Lors d’une conférence de presse tenue ce mercredi 4 mars 2026 au siège de son parti, l’AFDC-A, Modeste Bahati Lukwebo a passé en revue les dossiers brûlants de la crise sécuritaire qui secoue l’est de la République démocratique du Congo (RDC).
L’ancien président de la chambre haute a tenu à marquer son appui aux initiatives diplomatiques en cours, citant nommément le processus de Washington, axé sur le différend entre Kinshasa et Kigali, ainsi que les pourparlers de Doha, sous médiation qatarie, visant à résoudre le conflit avec la rébellion de l’AFC/M23.
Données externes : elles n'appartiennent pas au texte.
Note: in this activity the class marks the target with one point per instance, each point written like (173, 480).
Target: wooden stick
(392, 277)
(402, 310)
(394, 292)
Saluant la « diplomatie agissante » du président Félix Tshisekedi, ce haut cadre de la majorité présidentielle s’est particulièrement réjoui des récentes sanctions imposées par les États-Unis aux Forces de défense rwandaises (FDR) et à quatre de leurs officiers supérieurs. Pour Lukwebo, ces mesures marquent une rupture par leur dimension institutionnelle.
« C’est déjà un pas, sûrement que les sanctions seront graduelles. La particularité, c’est que cette fois-ci, ça ne frappe pas seulement des personnes ou des commandants, ça frappe aussi une personne morale : l’armée rwandaise elle-même », a-t-il souligné, précisant que des restrictions opérationnelles allaient désormais peser sur l’institution militaire du pays voisin.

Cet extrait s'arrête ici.